Our findings demonstrate that BS-14 induces activation of precursor and transitional B cells, and secretion of IL-6 and IL-10, favoring differentiation of B memory cells. In addition, the expression of TLR2 on B cells could be involved in an activation loop of IL-10+ B cells (Bregs) (Figure 5). Our results provide evidence that at the cellular level, BS-14 could be used therapeutically to diminish pathogenic immune responses.

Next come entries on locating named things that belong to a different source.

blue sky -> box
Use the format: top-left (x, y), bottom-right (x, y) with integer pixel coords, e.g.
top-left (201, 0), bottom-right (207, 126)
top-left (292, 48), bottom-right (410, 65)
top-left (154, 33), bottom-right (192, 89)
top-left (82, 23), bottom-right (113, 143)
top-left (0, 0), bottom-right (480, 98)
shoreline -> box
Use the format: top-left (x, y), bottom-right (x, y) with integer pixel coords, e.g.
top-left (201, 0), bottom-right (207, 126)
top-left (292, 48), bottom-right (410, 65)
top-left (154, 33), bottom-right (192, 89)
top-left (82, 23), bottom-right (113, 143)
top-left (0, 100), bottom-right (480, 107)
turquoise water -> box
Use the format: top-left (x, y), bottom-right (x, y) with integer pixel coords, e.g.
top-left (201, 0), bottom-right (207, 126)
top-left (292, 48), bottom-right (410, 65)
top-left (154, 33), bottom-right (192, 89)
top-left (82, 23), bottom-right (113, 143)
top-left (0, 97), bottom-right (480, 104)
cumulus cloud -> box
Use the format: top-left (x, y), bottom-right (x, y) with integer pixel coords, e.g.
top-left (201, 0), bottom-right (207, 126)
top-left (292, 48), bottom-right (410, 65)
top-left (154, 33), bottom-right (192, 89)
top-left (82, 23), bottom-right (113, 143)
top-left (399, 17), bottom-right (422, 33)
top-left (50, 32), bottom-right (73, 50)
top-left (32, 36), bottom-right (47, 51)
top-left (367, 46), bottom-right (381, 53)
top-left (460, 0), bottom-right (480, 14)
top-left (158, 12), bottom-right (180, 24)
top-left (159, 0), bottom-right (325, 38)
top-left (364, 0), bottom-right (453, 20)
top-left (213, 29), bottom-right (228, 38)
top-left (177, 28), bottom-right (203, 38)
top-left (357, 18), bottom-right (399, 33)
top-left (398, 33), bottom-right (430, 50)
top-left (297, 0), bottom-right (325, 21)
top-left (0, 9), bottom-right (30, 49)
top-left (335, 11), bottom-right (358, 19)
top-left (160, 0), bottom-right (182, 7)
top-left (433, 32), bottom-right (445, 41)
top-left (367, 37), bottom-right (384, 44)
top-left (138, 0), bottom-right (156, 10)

To address this question, clinical studies are needed to elucidate the real impact of BS-14 and other bacterial formulations on the modulation of protective versus pathogenic immune responses.

Figure 5.

The hypothetic sequence of events after stimulation of mononuclear cells with BS. BS-14 induces activation of B cells in a dose and time-dependent manner. B cell activation developed inside a microenvironment enriched with IL-6 and IL-10, which increased the expression of TLR2 on the B cells.

A possible role for TLR2 on CD19+ cells is as a contributor in an activation loop of CD19+ CD38+ IL-10+ Breg subsets.